GÜNDEM - 27 Ocak 2018 Cumartesi 10:59

Türkiye’de sinemaya gitme sıklık oranı Avrupa’nın üçte biri

A
A
A
Türkiye’de sinemaya gitme sıklık oranı Avrupa’nın üçte biri

Başarılı iş adamı, Sinemia’nın kurucusu ve CEO’su Rıfat Oğuz, başarı hikayesini anlattı.
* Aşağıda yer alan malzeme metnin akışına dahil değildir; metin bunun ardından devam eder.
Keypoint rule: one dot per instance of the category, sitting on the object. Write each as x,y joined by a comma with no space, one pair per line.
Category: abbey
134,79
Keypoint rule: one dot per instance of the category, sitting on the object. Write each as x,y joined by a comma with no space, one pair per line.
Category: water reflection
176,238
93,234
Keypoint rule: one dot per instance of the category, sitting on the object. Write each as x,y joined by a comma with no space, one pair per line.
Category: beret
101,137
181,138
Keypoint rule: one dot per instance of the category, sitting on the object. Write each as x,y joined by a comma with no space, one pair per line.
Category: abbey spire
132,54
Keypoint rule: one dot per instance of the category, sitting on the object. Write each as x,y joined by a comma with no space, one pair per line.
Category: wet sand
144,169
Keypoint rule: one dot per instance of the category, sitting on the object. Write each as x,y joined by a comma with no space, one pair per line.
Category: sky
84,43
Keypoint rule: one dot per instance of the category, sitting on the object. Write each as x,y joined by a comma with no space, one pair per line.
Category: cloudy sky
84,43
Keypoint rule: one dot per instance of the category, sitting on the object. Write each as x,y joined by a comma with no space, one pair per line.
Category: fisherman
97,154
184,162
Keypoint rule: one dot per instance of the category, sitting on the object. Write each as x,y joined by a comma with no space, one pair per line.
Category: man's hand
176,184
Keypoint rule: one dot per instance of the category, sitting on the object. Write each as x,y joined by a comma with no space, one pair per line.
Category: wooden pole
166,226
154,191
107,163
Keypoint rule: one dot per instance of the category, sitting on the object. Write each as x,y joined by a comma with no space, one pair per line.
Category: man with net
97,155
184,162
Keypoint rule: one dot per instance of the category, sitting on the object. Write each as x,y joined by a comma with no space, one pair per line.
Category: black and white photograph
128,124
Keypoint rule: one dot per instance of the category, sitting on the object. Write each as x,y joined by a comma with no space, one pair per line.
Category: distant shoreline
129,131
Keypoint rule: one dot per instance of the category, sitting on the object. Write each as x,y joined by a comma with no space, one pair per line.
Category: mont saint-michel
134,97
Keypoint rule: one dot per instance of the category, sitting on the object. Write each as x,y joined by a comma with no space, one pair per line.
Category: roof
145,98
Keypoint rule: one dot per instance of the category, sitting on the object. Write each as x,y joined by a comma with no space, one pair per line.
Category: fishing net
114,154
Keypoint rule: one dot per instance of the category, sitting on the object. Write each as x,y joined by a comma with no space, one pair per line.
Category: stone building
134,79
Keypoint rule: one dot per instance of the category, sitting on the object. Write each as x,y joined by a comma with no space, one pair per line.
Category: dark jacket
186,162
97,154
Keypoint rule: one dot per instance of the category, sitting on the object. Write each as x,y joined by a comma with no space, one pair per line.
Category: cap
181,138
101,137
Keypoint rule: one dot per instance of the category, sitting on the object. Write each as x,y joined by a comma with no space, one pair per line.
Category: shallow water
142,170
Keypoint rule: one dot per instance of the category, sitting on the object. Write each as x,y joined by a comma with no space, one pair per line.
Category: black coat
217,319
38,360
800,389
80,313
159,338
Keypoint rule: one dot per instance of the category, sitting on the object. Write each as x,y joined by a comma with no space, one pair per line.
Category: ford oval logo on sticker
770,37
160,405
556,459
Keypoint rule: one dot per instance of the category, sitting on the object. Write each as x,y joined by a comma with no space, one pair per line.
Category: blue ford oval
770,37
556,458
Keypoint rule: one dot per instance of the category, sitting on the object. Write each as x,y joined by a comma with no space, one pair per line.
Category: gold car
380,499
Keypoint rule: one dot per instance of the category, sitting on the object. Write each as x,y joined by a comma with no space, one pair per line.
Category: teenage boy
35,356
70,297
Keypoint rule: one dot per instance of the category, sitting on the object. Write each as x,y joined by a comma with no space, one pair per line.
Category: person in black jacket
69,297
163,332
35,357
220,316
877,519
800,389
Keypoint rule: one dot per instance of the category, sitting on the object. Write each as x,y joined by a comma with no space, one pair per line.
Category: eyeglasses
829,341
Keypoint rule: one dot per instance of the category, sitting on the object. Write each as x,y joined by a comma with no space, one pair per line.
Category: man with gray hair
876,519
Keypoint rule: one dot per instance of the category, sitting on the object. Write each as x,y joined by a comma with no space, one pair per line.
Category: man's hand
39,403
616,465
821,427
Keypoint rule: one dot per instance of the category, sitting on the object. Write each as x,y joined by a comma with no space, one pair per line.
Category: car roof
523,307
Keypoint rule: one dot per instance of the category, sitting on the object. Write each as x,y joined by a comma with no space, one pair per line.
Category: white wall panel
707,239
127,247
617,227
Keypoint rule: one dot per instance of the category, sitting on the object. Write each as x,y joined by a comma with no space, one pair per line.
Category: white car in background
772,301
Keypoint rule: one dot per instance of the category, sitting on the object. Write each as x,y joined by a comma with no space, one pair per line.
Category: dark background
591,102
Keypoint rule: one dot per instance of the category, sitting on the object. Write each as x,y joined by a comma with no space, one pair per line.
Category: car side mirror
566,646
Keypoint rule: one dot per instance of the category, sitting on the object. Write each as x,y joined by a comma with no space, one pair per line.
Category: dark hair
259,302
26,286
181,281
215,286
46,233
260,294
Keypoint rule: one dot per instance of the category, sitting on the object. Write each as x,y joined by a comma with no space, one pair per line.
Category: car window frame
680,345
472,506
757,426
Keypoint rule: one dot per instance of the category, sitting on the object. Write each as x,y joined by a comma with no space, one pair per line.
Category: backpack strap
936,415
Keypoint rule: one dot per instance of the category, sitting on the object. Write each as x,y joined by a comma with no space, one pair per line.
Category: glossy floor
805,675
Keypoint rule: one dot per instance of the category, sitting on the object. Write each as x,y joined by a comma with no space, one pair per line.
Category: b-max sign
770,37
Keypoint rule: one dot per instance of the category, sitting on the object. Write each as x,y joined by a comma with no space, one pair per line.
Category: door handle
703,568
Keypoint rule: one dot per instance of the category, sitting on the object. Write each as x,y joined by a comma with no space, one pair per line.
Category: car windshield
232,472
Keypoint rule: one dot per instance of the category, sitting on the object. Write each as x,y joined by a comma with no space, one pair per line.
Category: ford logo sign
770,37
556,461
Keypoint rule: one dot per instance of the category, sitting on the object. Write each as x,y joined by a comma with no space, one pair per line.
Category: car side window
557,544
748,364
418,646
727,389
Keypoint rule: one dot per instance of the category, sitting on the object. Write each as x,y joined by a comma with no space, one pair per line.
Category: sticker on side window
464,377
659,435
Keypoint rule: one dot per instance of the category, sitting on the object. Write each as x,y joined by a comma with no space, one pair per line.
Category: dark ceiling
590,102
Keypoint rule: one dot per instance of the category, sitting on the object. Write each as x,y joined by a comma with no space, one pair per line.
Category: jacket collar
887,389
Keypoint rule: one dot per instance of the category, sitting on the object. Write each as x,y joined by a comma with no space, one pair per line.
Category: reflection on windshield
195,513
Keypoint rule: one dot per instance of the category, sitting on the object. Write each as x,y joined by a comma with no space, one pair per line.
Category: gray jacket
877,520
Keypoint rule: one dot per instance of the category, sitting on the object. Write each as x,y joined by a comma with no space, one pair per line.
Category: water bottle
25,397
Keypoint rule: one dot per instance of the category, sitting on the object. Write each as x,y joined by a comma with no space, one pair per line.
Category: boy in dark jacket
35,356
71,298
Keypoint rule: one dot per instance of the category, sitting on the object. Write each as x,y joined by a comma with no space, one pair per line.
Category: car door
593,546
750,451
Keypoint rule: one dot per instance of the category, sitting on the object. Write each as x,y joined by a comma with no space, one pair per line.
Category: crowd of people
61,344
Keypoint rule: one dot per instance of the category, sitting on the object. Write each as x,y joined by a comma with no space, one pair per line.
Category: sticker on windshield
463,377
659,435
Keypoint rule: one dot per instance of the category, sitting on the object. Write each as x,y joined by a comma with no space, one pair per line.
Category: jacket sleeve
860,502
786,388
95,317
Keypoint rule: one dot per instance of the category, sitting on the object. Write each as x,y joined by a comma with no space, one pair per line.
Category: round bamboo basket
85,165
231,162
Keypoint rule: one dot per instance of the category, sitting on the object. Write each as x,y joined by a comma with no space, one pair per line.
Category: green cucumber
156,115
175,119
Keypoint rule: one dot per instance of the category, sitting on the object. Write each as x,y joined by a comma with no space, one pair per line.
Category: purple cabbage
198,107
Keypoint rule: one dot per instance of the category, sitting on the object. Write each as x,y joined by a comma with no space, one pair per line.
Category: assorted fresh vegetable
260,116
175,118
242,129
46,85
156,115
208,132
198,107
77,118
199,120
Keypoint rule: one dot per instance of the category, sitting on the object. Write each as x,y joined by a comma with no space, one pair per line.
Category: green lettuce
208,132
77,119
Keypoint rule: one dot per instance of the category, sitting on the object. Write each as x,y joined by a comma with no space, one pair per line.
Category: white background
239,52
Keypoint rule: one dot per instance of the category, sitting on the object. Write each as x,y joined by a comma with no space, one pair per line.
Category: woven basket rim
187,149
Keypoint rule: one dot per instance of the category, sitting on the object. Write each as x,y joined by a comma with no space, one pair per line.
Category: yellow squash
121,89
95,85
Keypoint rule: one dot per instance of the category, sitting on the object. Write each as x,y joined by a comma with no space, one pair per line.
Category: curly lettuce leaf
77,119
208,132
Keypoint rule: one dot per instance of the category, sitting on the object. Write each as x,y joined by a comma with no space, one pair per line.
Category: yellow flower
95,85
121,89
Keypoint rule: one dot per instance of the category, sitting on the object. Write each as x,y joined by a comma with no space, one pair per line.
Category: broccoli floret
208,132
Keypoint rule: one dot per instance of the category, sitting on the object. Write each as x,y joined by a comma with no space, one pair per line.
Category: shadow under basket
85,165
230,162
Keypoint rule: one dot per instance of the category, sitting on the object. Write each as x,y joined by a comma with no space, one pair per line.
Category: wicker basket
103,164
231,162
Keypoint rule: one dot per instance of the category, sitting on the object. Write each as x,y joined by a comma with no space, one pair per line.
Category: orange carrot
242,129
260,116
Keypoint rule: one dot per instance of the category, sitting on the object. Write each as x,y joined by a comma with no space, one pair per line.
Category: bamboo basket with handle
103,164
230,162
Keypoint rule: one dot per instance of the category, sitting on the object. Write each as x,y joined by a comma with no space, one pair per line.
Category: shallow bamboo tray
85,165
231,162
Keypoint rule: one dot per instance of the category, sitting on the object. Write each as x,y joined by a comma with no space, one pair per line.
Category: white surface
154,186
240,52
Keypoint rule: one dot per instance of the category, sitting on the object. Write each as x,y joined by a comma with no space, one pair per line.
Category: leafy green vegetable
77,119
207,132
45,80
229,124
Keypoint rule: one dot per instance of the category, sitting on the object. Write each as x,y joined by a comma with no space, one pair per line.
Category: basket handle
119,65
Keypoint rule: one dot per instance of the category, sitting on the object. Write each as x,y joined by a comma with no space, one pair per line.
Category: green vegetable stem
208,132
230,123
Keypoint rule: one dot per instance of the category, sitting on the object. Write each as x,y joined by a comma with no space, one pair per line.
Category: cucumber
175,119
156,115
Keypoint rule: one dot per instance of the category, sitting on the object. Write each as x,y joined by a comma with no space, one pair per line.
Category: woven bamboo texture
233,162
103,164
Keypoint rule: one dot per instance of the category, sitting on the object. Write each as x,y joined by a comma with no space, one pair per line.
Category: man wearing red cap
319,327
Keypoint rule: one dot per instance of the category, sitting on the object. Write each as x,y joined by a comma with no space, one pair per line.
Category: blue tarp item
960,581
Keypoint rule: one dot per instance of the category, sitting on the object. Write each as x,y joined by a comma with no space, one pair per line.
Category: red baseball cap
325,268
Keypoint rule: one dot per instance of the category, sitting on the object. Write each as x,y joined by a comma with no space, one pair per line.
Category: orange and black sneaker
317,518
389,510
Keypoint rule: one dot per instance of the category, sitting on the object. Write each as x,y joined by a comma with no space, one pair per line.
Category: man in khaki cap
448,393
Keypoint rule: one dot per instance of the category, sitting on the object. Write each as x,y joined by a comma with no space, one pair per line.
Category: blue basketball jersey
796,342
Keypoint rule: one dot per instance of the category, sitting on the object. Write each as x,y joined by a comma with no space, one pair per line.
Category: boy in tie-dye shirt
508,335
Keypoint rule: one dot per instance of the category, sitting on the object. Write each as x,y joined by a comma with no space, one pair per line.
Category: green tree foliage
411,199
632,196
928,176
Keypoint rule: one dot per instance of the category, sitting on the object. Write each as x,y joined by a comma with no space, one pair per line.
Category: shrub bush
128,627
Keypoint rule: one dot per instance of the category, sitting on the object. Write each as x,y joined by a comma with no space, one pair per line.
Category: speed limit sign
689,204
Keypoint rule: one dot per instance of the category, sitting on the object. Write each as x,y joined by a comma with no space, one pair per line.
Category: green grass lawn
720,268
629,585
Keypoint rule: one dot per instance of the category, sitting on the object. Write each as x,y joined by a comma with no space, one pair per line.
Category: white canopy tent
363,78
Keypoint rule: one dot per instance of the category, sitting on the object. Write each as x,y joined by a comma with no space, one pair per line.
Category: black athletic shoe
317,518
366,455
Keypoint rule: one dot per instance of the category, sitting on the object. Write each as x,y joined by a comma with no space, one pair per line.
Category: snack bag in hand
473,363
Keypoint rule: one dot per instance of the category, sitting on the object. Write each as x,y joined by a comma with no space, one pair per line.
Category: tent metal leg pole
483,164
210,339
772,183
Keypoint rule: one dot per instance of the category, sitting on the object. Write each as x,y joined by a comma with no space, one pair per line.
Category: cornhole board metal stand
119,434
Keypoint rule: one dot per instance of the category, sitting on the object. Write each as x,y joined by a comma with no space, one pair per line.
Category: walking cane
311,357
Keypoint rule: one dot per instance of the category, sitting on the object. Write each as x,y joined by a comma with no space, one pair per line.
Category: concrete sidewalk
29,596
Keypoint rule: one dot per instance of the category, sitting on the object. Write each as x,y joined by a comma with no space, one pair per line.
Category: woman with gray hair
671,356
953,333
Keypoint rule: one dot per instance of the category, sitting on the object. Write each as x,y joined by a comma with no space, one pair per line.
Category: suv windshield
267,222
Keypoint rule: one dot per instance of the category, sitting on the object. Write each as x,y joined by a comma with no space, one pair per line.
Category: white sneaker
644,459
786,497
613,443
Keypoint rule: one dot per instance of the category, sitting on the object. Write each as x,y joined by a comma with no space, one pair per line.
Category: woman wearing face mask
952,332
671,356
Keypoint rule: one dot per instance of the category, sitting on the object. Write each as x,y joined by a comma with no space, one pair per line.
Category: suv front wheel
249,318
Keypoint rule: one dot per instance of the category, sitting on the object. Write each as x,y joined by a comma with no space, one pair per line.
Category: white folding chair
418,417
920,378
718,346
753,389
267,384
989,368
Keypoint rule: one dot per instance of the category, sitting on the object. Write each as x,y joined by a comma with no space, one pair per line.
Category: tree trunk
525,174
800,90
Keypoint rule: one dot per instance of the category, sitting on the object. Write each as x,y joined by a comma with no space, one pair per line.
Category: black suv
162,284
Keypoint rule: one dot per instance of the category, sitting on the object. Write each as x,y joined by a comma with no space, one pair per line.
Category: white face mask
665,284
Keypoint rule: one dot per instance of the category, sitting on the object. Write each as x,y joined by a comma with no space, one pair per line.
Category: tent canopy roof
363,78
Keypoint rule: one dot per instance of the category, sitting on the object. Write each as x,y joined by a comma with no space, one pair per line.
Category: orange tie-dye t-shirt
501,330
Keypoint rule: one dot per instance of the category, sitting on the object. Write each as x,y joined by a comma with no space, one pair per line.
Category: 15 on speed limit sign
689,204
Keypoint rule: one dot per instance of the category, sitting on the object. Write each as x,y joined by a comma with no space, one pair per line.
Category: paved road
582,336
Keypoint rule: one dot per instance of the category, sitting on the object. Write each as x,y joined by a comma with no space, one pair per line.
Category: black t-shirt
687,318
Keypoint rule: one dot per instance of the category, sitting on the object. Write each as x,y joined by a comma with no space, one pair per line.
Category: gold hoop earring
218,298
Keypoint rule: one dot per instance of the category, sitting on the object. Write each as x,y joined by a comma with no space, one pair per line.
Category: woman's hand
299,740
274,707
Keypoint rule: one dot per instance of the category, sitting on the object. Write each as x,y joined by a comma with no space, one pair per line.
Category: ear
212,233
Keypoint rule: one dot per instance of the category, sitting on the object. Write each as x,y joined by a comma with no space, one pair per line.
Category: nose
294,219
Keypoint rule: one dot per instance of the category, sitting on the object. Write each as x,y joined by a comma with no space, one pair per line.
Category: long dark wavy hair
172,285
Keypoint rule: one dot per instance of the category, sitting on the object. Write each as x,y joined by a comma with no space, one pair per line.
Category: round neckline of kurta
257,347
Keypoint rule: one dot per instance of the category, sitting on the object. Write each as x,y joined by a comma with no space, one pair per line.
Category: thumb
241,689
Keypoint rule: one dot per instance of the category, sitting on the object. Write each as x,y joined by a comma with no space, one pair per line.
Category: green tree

Sinemia’nın çıkış fikrinin müzik endüstrisindeki gelişmeleri takip ederek oluştuğunu söyleyen Oğuz, “Eskiden müzikleri tek tek indiriyorduk. Bu sırada değer mi, değmez mi diye düşünüyorduk. Bugün geldiğimiz noktada müziği sınırsız dinleyebildiğimiz servisler var. Sinemayı da bu şekilde görüyorum. Hayatımızın bir parçası. Ve en büyük sıkıntılardan biri filmleri evde ve sinemada izlenecek diye ikiye arıyoruz” dedi ve bu ikilemin önüne geçmek için sinema üyeliği sitemini mevcut pos sistemlerine uyumlu banka kartı ve mobil uygulamayı hayata geçirdiklerine dikkat çekti. Sinemia’nın kurucusu ve CEO’su Rıfat Oğuz uzun yıllar telekomünikasyon ve bankacılık sektöründeki deneyimlerini ve bilgilerini birleştirerek ortaya çıkan bir sinema üyeliği aboneliği olduğunu söyledi.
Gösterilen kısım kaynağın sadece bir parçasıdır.